Por outro lado, os aumentos da oferta monetária também podem afetar a taxa de juros sem acarretar erros de alocação, ou seja, na medida em que modificam a distribuição da renda e da riqueza. O aumento da oferta de moeda beneficia os primeiros usuários do novo dinheiro às custas dos usuários posteriores. Assim, se os primeiros usuários têm uma preferência temporal menor do que os posteriores, então a preferência temporal média ou social diminuirá, acarretando uma redução da taxa de juros. Da mesma forma, se os primeiros usuários do novo dinheiro tiverem uma preferência temporal maior do que os posteriores, a preferência temporal média aumentará, provocando assim uma taxa de juros mais alta.

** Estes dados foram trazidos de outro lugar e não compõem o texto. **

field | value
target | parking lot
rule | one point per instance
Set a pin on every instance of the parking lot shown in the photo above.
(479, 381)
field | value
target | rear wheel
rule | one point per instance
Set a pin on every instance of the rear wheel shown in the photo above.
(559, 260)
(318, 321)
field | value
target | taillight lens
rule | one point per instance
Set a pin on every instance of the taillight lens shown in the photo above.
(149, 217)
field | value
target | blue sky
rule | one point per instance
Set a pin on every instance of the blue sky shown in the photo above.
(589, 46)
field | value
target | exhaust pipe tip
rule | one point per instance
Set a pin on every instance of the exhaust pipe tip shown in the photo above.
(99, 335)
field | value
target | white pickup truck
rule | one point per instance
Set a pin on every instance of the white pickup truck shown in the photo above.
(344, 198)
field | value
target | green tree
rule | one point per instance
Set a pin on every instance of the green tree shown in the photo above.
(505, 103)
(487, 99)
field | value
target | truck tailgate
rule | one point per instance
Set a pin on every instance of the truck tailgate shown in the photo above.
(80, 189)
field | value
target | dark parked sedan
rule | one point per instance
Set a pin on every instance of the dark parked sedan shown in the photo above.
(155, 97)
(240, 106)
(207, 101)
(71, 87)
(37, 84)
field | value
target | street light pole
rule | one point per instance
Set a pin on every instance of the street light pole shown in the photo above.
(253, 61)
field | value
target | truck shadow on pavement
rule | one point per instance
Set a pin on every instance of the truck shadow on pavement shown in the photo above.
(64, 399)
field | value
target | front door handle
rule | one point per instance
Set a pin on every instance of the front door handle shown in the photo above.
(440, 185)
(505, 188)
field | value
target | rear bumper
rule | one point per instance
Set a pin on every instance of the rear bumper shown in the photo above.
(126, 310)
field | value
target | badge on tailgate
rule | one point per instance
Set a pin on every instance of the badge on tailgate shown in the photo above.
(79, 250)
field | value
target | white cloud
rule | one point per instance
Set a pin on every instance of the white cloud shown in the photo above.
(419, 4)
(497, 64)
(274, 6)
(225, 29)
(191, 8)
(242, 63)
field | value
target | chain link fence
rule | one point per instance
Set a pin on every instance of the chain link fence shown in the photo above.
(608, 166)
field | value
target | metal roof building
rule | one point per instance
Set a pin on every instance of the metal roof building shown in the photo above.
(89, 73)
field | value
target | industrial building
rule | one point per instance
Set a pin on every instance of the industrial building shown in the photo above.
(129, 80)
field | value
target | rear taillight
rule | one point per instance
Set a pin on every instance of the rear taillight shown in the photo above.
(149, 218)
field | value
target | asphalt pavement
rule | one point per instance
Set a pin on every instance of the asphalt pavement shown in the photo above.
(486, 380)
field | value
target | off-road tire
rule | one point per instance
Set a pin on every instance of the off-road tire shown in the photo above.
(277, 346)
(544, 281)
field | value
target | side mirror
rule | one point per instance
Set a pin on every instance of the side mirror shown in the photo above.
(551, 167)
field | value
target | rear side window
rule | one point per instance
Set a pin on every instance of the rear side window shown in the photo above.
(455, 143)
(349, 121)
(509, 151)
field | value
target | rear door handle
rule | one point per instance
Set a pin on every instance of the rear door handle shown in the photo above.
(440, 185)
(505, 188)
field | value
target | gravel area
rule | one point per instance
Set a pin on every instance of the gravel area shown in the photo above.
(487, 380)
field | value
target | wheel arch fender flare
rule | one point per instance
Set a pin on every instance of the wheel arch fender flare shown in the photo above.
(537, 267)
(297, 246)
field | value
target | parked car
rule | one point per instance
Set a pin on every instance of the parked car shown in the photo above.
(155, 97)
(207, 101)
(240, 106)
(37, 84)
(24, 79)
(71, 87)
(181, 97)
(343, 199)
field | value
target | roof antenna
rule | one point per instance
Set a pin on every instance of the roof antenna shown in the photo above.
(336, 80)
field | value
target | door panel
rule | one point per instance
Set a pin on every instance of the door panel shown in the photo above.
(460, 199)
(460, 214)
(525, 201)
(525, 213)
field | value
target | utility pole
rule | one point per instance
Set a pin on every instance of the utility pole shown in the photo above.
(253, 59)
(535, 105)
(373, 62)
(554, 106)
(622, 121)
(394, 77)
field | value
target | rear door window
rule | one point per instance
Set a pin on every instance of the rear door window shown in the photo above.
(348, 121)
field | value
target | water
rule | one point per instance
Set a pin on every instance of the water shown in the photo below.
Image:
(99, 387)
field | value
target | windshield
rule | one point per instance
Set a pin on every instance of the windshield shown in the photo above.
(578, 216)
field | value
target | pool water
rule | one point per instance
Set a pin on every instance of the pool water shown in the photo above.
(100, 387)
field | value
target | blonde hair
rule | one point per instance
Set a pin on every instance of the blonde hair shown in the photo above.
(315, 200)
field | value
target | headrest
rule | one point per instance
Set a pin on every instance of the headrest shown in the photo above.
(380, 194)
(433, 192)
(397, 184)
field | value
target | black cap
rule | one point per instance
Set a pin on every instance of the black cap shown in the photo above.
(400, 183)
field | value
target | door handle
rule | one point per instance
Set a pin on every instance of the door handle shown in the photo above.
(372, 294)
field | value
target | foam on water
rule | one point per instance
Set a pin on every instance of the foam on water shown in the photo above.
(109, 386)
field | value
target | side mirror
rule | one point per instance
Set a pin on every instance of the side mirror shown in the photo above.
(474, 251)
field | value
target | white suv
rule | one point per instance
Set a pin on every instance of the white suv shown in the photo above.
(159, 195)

No entanto, esses efeitos de distribuição não são sistemáticos. Os primeiros usuários do novo dinheiro não têm necessariamente uma preferência temporal inferior ou superior à dos usuários posteriores. O aumento da oferta de moeda pode, portanto, resultar em uma taxa de juros mais baixa; mas também pode resultar em uma taxa de juros mais alta ou não afetar a taxa de juros de forma alguma.[9]

Concepções análogas prevalecem no caso de mudanças na demanda por moeda.

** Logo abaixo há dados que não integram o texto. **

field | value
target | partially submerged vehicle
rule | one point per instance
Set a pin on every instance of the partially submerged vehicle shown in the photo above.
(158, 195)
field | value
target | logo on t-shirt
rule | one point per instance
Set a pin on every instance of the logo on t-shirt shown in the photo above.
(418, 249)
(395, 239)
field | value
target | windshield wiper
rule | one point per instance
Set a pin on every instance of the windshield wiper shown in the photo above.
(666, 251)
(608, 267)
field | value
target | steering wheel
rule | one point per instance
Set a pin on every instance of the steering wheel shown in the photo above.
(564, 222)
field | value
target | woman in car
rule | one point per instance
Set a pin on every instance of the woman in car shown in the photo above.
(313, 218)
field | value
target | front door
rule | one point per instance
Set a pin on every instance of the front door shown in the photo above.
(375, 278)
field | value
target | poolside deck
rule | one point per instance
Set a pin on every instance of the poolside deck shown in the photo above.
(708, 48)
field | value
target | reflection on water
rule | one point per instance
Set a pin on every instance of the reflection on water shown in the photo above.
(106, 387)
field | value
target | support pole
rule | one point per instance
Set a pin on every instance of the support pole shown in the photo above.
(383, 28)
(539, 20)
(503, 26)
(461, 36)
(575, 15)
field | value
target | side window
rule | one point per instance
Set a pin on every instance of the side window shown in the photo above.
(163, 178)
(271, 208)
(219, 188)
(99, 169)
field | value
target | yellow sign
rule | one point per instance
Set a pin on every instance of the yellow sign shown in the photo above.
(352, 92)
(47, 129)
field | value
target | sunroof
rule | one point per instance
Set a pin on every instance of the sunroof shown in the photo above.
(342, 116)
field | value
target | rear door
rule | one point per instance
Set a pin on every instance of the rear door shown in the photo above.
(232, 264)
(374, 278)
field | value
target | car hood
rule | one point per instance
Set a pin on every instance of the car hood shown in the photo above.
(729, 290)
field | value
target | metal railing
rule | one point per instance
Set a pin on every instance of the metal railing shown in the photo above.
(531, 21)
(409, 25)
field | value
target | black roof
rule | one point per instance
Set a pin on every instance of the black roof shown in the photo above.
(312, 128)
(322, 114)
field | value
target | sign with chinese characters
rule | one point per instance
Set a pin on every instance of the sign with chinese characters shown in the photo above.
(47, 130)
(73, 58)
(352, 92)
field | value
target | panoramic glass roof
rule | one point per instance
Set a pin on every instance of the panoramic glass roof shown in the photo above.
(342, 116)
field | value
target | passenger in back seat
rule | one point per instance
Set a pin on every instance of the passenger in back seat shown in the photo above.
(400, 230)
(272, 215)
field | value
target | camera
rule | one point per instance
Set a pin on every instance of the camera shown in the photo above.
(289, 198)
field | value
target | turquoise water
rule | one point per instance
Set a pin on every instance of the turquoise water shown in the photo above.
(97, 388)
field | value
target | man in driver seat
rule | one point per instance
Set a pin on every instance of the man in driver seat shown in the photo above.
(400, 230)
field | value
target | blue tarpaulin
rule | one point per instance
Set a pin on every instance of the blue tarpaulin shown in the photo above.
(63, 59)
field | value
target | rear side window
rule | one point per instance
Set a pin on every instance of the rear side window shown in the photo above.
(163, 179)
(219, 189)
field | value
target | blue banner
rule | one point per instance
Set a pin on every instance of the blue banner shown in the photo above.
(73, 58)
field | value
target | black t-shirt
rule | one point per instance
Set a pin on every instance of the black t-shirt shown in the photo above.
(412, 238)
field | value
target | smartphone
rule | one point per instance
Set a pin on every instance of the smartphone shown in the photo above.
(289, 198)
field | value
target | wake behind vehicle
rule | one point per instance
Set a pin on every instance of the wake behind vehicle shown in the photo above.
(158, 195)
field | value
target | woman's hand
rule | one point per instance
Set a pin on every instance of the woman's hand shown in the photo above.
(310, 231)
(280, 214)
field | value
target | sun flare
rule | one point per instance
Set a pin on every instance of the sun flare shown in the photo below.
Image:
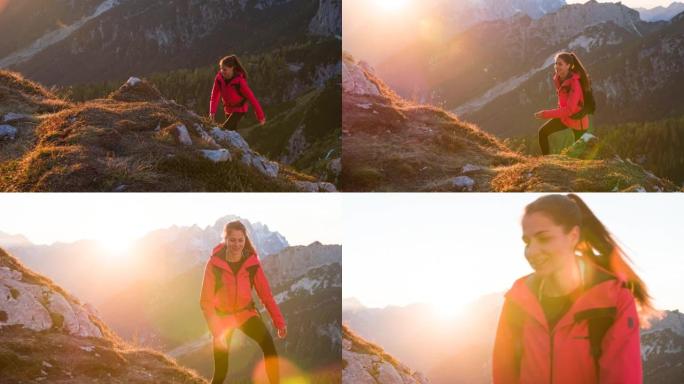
(392, 5)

A dimensão temporal da demanda por moeda

Mises lidou com a dimensão temporal da demanda por moeda apenas incidentalmente. Ainda assim, pode-se argumentar claramente que, aos seus olhos, as mudanças na demanda por moeda não têm um impacto sistemático na estrutura temporal da produção. Um aumento da demanda por moeda (entesouramento de moeda) apenas acarreta uma tendência à queda de preços para todos os bens, mas este evento “não requer um ajuste das atividades de produção” – ele “apenas altera os itens de moeda a serem usados ​​no cálculo monetário.”[10] Mudanças na demanda por moeda podem afetar a taxa de juros apenas na medida em que têm impacto na distribuição de renda e riqueza. Mas, novamente, esses efeitos de distribuição podem funcionar de uma forma ou de outra – seu impacto “depende dos dados específicos de cada caso.”[11]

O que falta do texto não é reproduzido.